Czy to jest wykonalne, czy muszę raczej kombinować jakiegoś ślitaśnego skrypta do $FETCHCOMMAND? 

(którego i tak zaczynam skrobać, żeby na niektórych domenach/paczkach chodził wget, a domyślnie  axel).

Pozdrawiam

 :Cool: Last edited by Jacekalex on Thu Aug 01, 2013 8:16 pm; edited 2 times in total

----------

## SlashBeast

Wydaje mi sie, ze mogl bys sprobowac zmienic zmienna SRC_URI przez /etc/portage/bashrc w jakiejs wczesniej fazie, chyba pkg_setup, ale to troche partyzantka i nie wiem czy w ogole zadziala.

----------

## Jacekalex

 *SlashBeast wrote:*   

> Wydaje mi sie, ze mogl bys sprobowac zmienic zmienna SRC_URI przez /etc/portage/bashrc w jakiejs wczesniej fazie, chyba pkg_setup, ale to troche partyzantka i nie wiem czy w ogole zadziala.

 

Jeżeli to taka -partyzantka, że nawet Ty nie wiesz, czy ma prawa działać, to chyba parę linijek w skrypcie, ktory zamierzam podpiąć do FETCHCOMMAND, chyba będzie pewniejsza sprawa, tam muszę na sourceforge i githubie zostawić wgeta, domyślnie na http axela, to jakiśtam regex do ftp.mozilla.com, który zrobi https z ftp, wielkiej różnicy nie zrobi.  :Wink: 

A całość rękodzieła wynika z faktu, że na kilku serwerach wszystkie programy pobierające (curl, wget, axel,ff, reszta) potrafi pobrać część pliku, a potem wisieć na otwartym połączeniu choćby i przez tydzień.

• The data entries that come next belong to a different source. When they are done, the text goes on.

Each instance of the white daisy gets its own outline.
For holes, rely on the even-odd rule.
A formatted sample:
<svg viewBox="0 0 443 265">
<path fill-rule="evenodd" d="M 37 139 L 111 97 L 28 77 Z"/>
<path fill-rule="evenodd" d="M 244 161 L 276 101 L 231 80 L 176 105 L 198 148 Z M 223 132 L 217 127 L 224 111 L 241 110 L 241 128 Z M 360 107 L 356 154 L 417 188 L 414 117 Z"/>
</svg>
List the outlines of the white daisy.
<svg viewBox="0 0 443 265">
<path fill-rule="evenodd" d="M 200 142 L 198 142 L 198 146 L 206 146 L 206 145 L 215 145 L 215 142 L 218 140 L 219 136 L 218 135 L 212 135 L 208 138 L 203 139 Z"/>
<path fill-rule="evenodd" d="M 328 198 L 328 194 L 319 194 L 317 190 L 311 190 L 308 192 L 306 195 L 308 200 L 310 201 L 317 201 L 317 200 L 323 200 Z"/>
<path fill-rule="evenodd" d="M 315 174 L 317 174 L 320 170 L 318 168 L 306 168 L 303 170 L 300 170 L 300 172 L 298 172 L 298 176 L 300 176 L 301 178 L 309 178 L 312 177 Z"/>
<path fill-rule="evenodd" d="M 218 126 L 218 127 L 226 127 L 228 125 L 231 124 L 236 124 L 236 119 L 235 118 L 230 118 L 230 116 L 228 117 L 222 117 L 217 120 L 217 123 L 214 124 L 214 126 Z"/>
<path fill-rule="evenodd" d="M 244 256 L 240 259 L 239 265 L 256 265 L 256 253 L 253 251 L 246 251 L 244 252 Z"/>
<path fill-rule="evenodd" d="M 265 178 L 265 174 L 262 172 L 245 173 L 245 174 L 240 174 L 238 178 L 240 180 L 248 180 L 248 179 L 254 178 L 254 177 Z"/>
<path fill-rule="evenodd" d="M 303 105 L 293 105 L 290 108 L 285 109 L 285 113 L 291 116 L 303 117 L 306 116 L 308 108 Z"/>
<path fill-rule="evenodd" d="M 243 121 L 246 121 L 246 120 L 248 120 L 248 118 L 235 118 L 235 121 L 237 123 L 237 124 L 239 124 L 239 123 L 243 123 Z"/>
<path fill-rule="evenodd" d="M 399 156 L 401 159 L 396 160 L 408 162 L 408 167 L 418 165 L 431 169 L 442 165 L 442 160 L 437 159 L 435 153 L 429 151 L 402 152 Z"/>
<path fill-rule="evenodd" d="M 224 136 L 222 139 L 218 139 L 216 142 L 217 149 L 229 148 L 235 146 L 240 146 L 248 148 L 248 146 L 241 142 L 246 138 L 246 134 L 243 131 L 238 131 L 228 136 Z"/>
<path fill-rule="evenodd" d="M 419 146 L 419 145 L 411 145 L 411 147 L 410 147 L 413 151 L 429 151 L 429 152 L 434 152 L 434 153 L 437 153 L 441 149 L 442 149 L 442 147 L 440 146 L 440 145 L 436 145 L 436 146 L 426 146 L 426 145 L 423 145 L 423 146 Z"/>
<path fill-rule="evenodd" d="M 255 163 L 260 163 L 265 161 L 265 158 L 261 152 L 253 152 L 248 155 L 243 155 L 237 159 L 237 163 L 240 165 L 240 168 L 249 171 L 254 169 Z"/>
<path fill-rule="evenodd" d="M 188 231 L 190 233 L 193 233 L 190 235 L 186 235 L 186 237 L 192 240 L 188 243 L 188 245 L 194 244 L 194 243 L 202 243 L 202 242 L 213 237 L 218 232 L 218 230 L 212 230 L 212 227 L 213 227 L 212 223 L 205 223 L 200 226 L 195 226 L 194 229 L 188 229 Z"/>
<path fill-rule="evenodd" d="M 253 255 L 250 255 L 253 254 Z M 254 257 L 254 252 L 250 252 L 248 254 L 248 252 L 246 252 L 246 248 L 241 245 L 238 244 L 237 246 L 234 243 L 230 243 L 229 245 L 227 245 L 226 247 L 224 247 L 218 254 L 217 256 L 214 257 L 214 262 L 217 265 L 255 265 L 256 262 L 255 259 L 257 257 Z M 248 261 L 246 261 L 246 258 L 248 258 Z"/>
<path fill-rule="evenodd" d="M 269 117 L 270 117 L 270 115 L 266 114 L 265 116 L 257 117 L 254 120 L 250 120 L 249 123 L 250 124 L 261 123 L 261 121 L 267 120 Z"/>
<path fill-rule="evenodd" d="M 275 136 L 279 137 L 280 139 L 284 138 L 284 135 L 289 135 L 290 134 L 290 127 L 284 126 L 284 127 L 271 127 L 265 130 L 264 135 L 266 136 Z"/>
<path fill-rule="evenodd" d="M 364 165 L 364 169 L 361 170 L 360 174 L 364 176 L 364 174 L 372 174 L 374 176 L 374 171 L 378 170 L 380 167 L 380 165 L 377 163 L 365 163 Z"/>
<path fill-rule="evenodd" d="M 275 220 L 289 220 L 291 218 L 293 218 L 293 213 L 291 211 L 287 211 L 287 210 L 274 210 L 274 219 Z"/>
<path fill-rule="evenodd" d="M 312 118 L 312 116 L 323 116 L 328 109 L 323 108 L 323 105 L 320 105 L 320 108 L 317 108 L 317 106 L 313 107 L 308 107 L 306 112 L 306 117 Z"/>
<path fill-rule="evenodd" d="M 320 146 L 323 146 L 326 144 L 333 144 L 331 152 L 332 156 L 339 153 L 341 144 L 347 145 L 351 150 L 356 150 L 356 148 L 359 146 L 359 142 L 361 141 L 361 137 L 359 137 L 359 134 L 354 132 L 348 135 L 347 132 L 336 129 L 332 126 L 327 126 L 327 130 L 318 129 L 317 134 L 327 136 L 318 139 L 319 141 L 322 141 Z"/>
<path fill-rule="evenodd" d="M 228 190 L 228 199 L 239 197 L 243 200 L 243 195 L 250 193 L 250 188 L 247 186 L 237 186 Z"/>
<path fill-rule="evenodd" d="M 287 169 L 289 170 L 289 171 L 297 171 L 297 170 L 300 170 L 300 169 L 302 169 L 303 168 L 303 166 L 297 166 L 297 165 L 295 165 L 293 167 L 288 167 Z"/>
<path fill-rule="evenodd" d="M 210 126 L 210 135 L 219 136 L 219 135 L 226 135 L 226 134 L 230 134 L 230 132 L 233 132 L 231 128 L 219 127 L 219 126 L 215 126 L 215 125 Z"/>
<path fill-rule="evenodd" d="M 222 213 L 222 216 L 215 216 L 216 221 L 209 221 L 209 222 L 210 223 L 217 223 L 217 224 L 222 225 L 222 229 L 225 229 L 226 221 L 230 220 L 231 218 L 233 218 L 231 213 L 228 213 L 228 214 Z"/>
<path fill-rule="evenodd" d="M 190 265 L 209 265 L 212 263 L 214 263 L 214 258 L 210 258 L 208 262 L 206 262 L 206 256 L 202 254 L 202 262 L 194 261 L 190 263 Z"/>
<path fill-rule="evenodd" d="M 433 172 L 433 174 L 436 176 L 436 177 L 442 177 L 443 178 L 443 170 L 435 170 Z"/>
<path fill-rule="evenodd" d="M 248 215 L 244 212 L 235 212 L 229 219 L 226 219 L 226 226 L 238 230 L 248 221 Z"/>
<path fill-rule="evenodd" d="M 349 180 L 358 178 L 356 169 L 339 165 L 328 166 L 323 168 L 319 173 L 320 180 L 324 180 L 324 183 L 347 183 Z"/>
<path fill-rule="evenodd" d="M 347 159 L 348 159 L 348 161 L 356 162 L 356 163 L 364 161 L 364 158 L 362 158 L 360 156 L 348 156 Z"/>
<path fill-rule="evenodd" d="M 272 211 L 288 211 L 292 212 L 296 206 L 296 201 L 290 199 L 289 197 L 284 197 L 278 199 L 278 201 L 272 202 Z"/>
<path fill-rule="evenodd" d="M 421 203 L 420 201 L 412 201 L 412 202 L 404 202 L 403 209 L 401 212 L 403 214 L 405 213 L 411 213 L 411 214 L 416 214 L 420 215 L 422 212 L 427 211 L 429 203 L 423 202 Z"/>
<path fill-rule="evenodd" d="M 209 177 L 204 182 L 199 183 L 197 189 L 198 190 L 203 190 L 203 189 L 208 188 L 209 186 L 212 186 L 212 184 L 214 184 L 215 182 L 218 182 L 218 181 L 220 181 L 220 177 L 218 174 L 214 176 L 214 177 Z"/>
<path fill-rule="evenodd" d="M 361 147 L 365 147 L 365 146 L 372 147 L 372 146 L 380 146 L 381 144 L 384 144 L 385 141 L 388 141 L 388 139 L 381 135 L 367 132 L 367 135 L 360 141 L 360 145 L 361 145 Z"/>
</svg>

Żeby któryś pociągnął do końca, to trzeba ubić i wznowić pobieracza, czasem nawet kilka razy.

Niby płącę za 20mbi, a te kfiatki jeszcze z miesiąc albo dłużej będę wyjaśniał, to jakaś diabelnie dziwna konfiguracja u ISP, na razie wymienili najbliższego switcha na gigabitowy, i to nic nie zmieniło, co  u pracowników ISP spowodowało powstanie "ministerstwa zdziwionych min".    :Twisted Evil: 

W każdym razie np mogę na cały dzień zostawić wgeta, żeby  ciągnął http://noc.gts.pl/500mb.gts ( taki test sami mi polecili), będzie pobierać z około 2,5MB/s, ale po 12 godzinach będzie miał pobrane około 32 MB, zamiast 500.

Przy starym switchu i okolicznych myślałem, że są trochę pozatykane (wiem, co się w najbliższej sieci dzieje), ale wymiana sprzętu pokazała problem w całej okazałości, za to test na kliku programach, dwóch systemach operacyjnych i dwóch kartach sieciowych, praktycznie wykluczyła możliwość, żeby to było coś u mnie. 

Ale to już muszę załatwiać z Administratorem, który miewa czasami muchy w nosie.   :Twisted Evil: 

Pozdrawiam

 :Cool: 

----------